Act-based agents and task AGI kick the problem of global governance to humans. Humans still need to decide questions like how to run governments; they’ll be able to use AGI to help them, but governing well is still a hard problem even with AI assistance. The goal would be that moral errors are temporary; with the right global government structure, moral philosophers will be able to make moral progress and have their moral updates reflected in how things play out.
It’s possible that you think that governing the world well enough that the future eventually reflects human values is very hard even with AGI assistance, and would be made easier with better moral theories made available early on.
I agree with this but place low probability on the antecedent. It’s kind of hard to explain briefly; I’ll point to this comment thread for a good discussion (I mostly agree with Paul).
But now that I think about it more, I don’t put super low probability on the antecedent. It seems like it would be useful to have some way to compare different universes that we’ve failed to put in control of trusted reflection processes, to e.g. get ones that have less horrific suffering or more happiness. I place high probability on “distinguishing between such universes is as hard as solving the AI alignment problem in general”, but I’m not extremely confident of that and I don’t have a super precise argument for it. I guess I wouldn’t personally prioritize such research compared to generic AI safety research but it doesn’t seem totally implausible that resolving moral uncertainty earlier would reduce x-risk for this reason.
I generally agree with this—getting it right eventually is the most important thing; getting it wrong for 100 years could be horrific, but not an x-risk.
I do worry some that “trusted reflection process” is a sufficiently high-level abstraction so as to be difficult to critique.
Interesting piece by Christiano, thanks! I would also point to a remark I made above, that doing this sort of ethical clarification now (if indeed it’s tractable) will pay dividends in aiding coordination between organizations such as MIRI, DeepMind, etc. Or rather, by not clarifying goals, consciousness, moral value, etc, it seems likely to increase risks of racing to be the first to develop AGI, secrecy & distrust between organizations, and such.
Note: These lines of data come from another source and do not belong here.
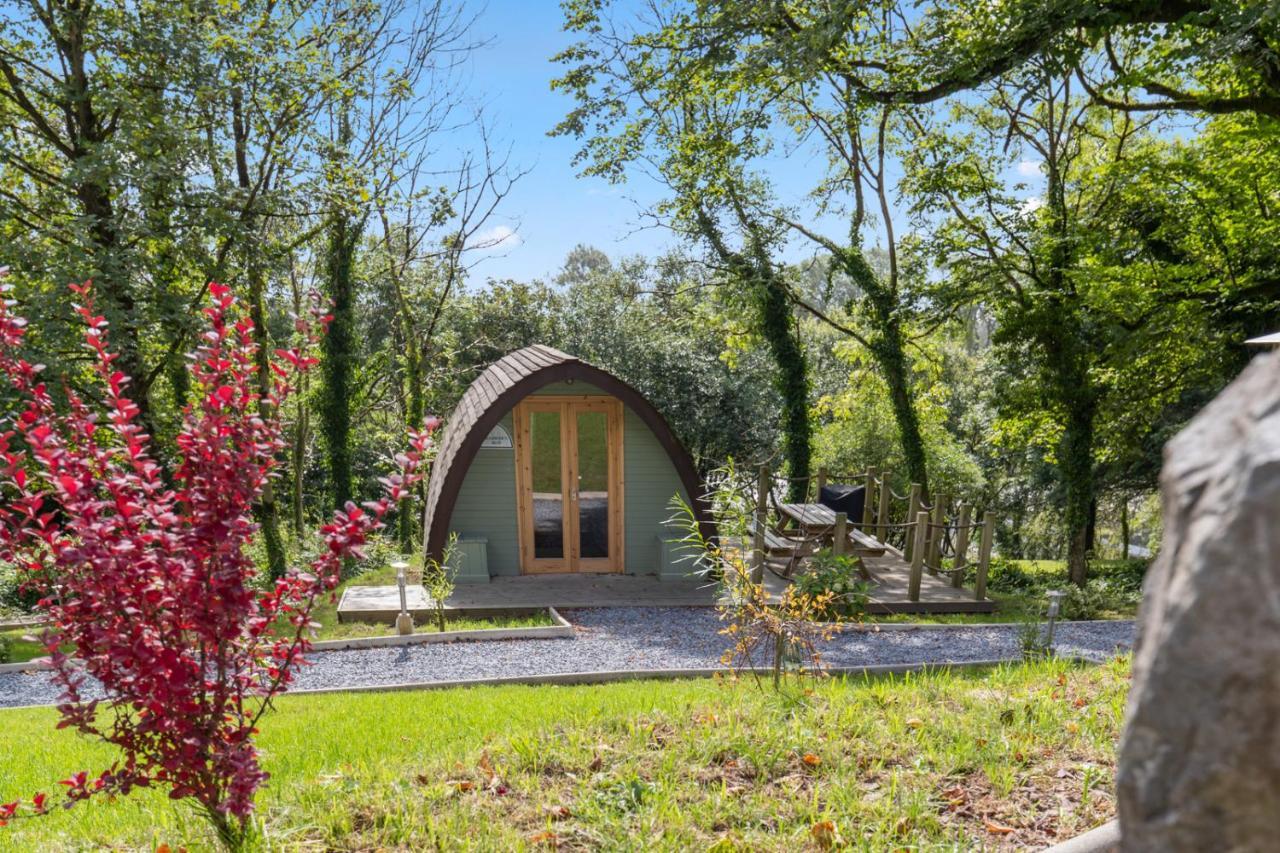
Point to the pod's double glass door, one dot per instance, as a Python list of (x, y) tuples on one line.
[(568, 471)]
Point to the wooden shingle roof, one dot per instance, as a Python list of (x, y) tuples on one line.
[(493, 393)]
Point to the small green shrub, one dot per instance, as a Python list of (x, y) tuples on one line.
[(1097, 597), (1033, 641), (1006, 576), (1124, 576), (16, 594), (839, 575)]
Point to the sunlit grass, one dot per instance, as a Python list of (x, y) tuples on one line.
[(918, 761)]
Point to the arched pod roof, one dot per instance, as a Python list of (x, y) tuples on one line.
[(496, 391)]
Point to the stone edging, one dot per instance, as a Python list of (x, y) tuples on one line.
[(1101, 839), (604, 676), (560, 630), (24, 666), (871, 628), (18, 624)]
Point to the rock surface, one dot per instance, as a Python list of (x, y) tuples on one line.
[(1200, 760)]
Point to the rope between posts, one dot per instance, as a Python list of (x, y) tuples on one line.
[(940, 570)]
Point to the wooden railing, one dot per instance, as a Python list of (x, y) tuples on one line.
[(924, 536)]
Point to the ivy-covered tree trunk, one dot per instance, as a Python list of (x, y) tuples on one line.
[(339, 342), (775, 320), (778, 328), (1065, 349), (1077, 465), (415, 411), (888, 350), (266, 510), (338, 352)]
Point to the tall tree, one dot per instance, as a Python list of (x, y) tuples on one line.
[(721, 105), (1212, 56), (1080, 323)]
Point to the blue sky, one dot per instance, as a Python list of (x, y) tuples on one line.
[(551, 209)]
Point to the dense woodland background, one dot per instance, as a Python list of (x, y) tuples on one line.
[(917, 308)]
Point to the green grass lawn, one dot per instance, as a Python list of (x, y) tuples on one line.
[(1001, 758), (21, 644)]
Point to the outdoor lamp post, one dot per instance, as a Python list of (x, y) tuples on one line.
[(405, 620), (1055, 606)]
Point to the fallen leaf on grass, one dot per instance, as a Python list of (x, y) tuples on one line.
[(996, 829), (824, 834)]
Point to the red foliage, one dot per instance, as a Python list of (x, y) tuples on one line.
[(150, 583)]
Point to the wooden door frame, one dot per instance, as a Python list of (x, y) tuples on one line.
[(571, 560)]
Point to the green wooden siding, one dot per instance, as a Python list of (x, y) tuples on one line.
[(487, 501), (487, 505)]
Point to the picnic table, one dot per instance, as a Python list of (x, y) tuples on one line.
[(816, 519)]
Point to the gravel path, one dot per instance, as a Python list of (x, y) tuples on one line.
[(640, 638)]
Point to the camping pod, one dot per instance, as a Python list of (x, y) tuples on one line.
[(552, 465)]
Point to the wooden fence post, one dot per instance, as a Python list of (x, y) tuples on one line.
[(762, 518), (988, 528), (961, 546), (868, 497), (913, 506), (937, 533), (922, 524), (882, 507)]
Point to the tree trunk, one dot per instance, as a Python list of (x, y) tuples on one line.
[(1077, 466), (776, 323), (780, 331), (266, 510), (1124, 527), (888, 349), (338, 354), (339, 342), (415, 410)]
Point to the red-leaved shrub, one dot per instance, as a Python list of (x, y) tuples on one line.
[(163, 639)]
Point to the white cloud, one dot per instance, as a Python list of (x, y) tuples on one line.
[(498, 238)]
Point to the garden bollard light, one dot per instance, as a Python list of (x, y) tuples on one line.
[(405, 620), (1055, 606)]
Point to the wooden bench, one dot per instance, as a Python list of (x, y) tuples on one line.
[(818, 519)]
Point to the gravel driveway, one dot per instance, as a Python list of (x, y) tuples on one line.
[(640, 638)]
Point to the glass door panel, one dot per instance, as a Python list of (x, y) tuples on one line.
[(548, 487), (593, 483)]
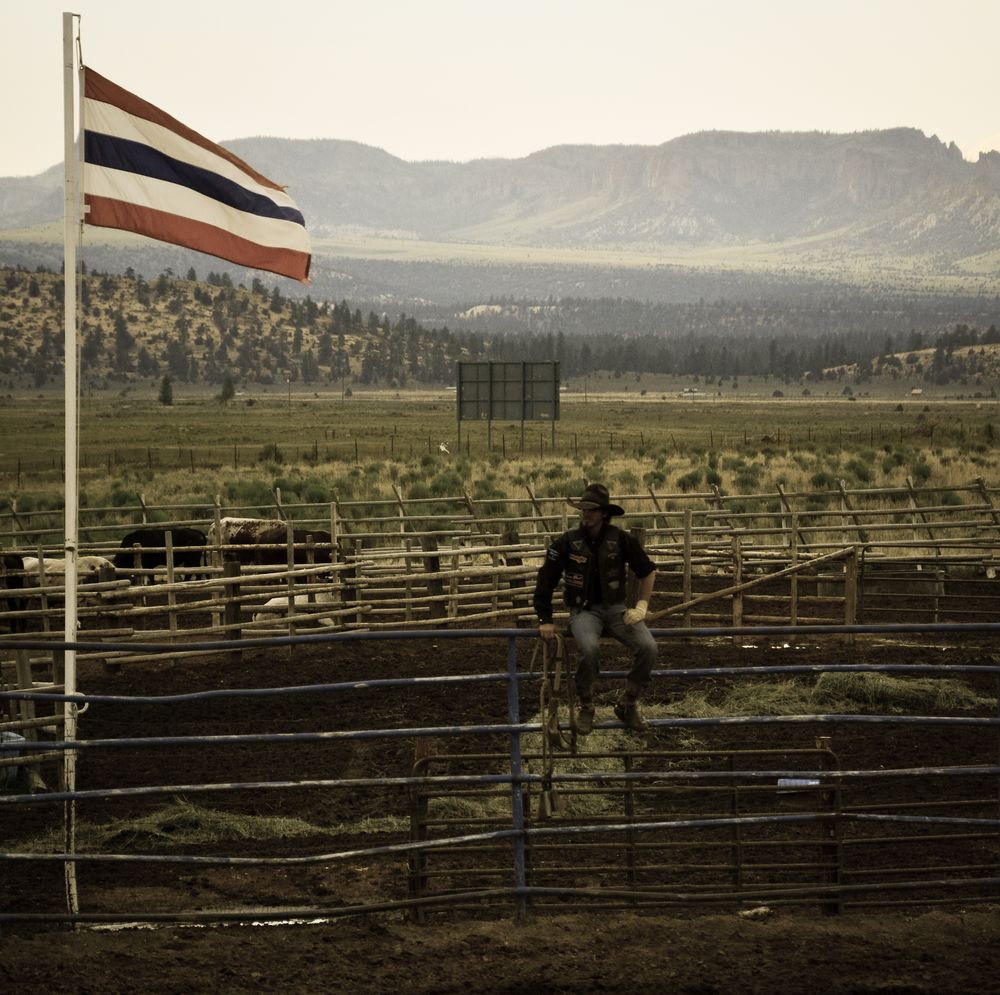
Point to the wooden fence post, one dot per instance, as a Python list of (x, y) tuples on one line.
[(231, 605), (851, 593), (737, 580), (688, 571), (432, 565)]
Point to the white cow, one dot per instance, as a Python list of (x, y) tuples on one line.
[(53, 573), (276, 608), (88, 568)]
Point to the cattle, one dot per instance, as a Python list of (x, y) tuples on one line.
[(53, 570), (152, 552), (11, 583), (276, 608), (254, 535)]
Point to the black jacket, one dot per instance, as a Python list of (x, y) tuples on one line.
[(570, 557)]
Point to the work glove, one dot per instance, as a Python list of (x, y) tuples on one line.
[(637, 614)]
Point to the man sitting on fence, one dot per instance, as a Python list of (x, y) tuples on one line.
[(591, 561)]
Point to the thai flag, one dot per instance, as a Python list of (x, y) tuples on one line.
[(146, 172)]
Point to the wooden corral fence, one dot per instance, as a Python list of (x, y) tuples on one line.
[(847, 556)]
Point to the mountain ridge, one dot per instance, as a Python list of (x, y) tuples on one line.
[(894, 192)]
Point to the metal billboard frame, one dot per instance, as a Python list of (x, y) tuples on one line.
[(508, 391)]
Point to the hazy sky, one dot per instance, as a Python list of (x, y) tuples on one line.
[(466, 79)]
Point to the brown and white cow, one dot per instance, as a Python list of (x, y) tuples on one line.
[(264, 541)]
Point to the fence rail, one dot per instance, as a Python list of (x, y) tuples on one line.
[(521, 828)]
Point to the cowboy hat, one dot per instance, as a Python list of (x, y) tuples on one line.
[(596, 496)]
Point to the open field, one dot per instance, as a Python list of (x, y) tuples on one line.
[(359, 445)]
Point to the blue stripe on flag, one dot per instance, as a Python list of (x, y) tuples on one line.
[(134, 157)]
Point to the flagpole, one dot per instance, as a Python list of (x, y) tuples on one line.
[(71, 227)]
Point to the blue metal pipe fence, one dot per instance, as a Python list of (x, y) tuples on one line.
[(520, 833)]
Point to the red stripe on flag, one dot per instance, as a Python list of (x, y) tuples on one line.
[(107, 213), (97, 87)]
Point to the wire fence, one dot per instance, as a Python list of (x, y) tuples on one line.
[(507, 810)]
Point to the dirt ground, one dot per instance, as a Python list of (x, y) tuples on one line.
[(936, 952), (920, 948)]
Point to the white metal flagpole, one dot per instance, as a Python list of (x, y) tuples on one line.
[(71, 233)]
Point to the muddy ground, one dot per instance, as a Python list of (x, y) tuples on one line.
[(912, 945)]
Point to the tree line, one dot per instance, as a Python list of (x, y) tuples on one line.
[(214, 331)]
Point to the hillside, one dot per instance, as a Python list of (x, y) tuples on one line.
[(892, 193), (211, 331)]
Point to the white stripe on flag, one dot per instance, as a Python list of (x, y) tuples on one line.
[(159, 195), (110, 120)]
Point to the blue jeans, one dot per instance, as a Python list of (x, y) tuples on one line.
[(587, 626)]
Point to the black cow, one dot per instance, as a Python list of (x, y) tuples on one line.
[(152, 553), (254, 534), (11, 582)]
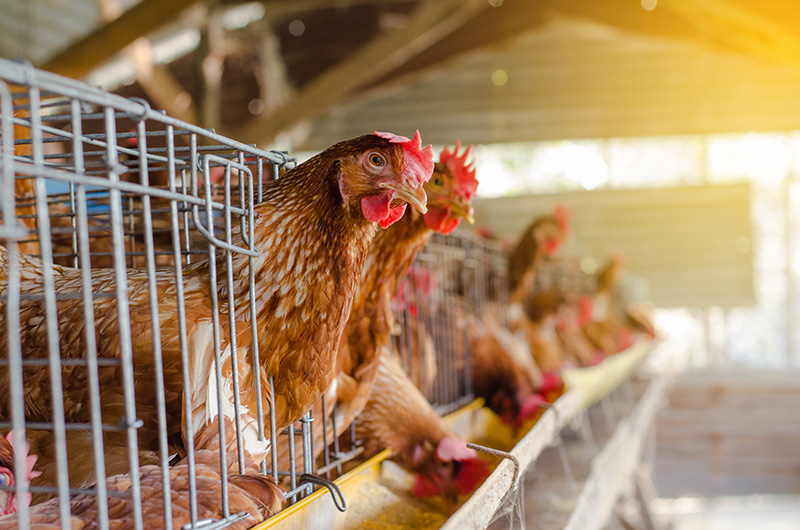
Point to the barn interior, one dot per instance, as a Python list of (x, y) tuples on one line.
[(668, 129)]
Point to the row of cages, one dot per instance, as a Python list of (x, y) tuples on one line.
[(107, 206)]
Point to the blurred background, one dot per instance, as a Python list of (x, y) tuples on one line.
[(670, 128)]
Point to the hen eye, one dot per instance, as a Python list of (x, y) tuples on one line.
[(376, 160)]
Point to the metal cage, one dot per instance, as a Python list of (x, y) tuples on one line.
[(455, 276), (91, 180)]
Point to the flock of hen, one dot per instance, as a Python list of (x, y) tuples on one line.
[(324, 280)]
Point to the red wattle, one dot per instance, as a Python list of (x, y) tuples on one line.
[(394, 214), (450, 225), (377, 208)]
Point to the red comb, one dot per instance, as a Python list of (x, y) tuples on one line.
[(466, 183), (418, 161), (563, 216)]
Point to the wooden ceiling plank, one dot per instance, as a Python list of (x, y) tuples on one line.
[(431, 22), (160, 85), (80, 58)]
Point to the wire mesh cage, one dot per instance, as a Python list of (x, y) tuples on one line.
[(114, 218), (108, 208), (454, 277)]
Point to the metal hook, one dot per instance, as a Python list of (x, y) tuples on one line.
[(333, 488), (210, 524), (146, 108), (501, 454)]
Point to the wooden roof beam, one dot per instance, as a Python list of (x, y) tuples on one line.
[(160, 85), (80, 58), (428, 24)]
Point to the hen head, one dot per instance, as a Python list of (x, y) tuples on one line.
[(450, 469), (515, 411), (8, 499), (380, 173), (553, 230), (450, 191)]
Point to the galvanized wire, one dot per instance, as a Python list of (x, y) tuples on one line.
[(105, 150)]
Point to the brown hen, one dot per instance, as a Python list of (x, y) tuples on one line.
[(252, 493), (312, 231), (371, 321), (543, 237), (399, 418)]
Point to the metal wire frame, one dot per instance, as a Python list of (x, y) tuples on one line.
[(136, 193), (454, 276)]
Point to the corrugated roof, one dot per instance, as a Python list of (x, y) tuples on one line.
[(578, 81), (37, 29)]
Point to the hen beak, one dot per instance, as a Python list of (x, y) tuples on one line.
[(414, 196)]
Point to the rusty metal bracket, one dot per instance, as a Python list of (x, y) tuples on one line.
[(501, 454), (336, 493)]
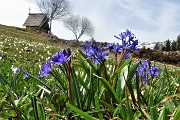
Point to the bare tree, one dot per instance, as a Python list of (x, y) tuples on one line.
[(55, 9), (79, 26)]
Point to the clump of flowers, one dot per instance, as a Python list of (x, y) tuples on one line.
[(147, 71), (59, 58), (129, 43), (95, 53)]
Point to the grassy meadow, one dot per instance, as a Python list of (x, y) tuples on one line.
[(80, 88)]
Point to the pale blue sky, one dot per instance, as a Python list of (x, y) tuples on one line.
[(149, 20)]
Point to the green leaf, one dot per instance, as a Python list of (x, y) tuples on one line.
[(153, 112), (34, 105), (120, 68), (42, 115), (129, 82), (76, 88), (177, 114), (109, 88), (98, 107), (110, 107), (163, 114), (88, 60), (81, 113), (136, 115)]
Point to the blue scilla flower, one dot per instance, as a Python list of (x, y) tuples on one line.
[(61, 57), (146, 70), (115, 48), (95, 53), (46, 69), (129, 41)]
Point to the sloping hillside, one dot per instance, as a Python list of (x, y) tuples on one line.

A lot does depend on tractability.
I agree that:
clarifying “what should people who gain a huge amount of power through AI do with Earth, existing social structuers, and the universe?” seems like a good question to get agreement on for coordination reasons
we should be looking for tractable ways of answering this question
I think:
a) consciousness research will fail to clarify ethics enough to answer enough of (1) to achieve coordination (since I think human preferences on the relevant timescales are way more complicated than consciousness, conditioned on consciousness being simple).
b) it is tractable to answer (1) without reaching agreement on object-level values, by doing something like designing a temporary global government structure that most people agree is pretty good (in that it will allow society to reflect appropriately and determine the next global government structure), but that this question hasn’t been answered well yet and that a better answer would improve coordination. E.g. perhaps society is run as a global federalist democratic-ish structure with centralized control of potentially destructive technology (taking into account “how voters would judge something if they thought longer” rather than “how voters actually judge something”; this might be possible if the AI alignment problem is solved). It seems quite possible to create proposals of this form and critique them.
It seems like we disagree about (a) and this disagreement has been partially hashed out elsewhere, and that it’s not clear we have a strong disagreement about (b).